LA PLAGA
Con la venturosa unión de los jóvenes Don García y Montserrat,
el reino tomó un rumbo de progreso. La paz presidió aquellos
años, y la justicia que marcaban las leyes moderaba las
conductas. Llegaron muchas fundaciones, la mayoría de contenido
piadoso. El propio rey de la Tierra Najerense fue a visitar al
Papa Gregorio X, el muy famoso Ildebrando, ante quien expuso las
directrices de su gobierno, solicitándole su bendición y
consejo. Sabía muy bien el pontífice de las excelencias de
aquellos dominios presididos por una religiosidad sin fisuras en
la fe de Jesucristo, y animó al rey a que hiciera feliz y seguro
el tránsito de los peregrinos a Santiago. La promesa de éste se
hizo realidad, pues elevó en la ruta desde los Pirineos hasta
los confines de la meseta castellana muchas hospederías y
hospitales, destacando a sus soldados para vigilar la seguridad
en los caminos.
En Roma conoció a un santo varón, cuyas virtudes eran notorias.
Se llamaba Gregorio Ostiense. Le invitó a visitar el reino y la
ciudad de su corte si un día peregrinaba a Santiago. Acudió
Gregorio a tan amable disposición de Don García.

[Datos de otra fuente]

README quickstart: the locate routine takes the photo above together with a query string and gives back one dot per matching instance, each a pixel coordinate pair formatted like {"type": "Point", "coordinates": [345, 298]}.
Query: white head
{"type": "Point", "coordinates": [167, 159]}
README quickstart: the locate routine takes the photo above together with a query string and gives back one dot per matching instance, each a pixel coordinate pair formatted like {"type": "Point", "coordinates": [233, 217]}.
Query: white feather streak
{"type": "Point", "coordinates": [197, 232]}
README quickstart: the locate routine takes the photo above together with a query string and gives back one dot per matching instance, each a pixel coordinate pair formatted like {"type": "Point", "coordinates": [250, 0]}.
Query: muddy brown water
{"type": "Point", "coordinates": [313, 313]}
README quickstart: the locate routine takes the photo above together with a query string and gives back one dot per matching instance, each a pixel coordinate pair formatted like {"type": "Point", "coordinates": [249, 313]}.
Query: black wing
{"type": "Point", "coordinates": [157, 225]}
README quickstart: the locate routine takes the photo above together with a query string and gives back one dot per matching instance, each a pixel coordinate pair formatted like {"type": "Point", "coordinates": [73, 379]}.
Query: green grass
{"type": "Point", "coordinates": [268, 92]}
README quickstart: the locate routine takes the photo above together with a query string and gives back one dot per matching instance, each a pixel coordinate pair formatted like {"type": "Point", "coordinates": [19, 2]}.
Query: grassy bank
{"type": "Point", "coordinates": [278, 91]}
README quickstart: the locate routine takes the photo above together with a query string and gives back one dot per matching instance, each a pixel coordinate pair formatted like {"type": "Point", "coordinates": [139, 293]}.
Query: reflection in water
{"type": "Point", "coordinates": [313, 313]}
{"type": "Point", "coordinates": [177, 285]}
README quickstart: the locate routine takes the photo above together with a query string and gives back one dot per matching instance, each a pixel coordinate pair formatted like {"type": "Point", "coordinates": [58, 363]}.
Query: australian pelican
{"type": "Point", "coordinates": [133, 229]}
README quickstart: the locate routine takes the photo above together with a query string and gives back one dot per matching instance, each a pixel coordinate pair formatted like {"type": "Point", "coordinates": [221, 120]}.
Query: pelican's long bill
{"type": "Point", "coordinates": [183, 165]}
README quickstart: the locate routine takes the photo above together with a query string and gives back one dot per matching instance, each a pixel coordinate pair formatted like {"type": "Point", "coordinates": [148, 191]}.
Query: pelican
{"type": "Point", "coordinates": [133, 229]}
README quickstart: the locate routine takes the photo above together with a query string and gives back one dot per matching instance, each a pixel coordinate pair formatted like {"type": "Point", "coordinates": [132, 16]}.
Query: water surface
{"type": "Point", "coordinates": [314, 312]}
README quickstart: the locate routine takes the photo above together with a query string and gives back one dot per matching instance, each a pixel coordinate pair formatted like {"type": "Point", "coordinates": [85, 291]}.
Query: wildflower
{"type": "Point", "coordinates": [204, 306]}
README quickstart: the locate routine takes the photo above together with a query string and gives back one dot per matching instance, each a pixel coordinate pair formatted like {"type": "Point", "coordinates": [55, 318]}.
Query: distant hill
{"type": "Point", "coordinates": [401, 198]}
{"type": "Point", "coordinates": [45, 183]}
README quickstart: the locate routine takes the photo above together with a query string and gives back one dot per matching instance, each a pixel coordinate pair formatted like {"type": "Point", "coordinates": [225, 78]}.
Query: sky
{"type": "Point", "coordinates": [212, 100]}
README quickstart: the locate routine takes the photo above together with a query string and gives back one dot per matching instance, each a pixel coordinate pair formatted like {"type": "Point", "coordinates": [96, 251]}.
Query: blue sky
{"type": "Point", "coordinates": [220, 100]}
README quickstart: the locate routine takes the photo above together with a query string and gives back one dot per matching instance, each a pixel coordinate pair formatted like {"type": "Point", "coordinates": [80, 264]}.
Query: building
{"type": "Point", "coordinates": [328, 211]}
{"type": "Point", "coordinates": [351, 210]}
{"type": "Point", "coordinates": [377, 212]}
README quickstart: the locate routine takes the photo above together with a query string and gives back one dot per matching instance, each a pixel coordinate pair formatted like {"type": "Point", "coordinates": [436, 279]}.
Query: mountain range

Mas ocurrió pronto una gran desgracia, cuyas proporciones
arruinaron los campos, trayendo hambre y miseria a los confines
del reino. Una plaga de langostas se adueñó de los campos de
trigo. Los rebaños morían y los silos estaban diezmados en su
capacidad de almacenaje. La aflicción y la muerte se adueñaron
de todo, incluso los reyes perdieron algunos familiares,
considerando la desgracia como un castigo de Dios.
Hizo llegar el rey al pontífice de Roma la miserable situación a
la que se enfrentaba, y éste envió para aplacarla al santo varón
Gregorio Ostiense, adelantando la promesa de visitar la Tierra
Najerense.
La plaga se mostraba muy rigurosa allí en los campos más
fértiles, cercanos al Ebro y sus riberas. Todos los valles
estaban apestados. Los molinos de grano inactivos. Incluso los
frutales no despuntaban ni en la primavera.
Gregorio Ostiense comprendió que su labor debía basarla por
medio de la fe, para que Dios se apiadase y remitiera su
implacable ira e indignación provocada por los pecados.
Las gentes, siguiendo la consigna de Gregorio, hicieron
procesiones rogativas. Guardaron ayuno y acudían a la confesión
sacramental de sus pecados, consumando la Sagrada Comunión. Con
esto consiguió que imperara en las villas y ciudades una gran
enmienda de vicios y pecados, hasta cesar del todo el castigo
que Dios enviaba. Milagrosamente, las langostas morían a
millares, siendo quemados sus despojos en grandes hogueras
encendidas en los campos devastados por la plaga.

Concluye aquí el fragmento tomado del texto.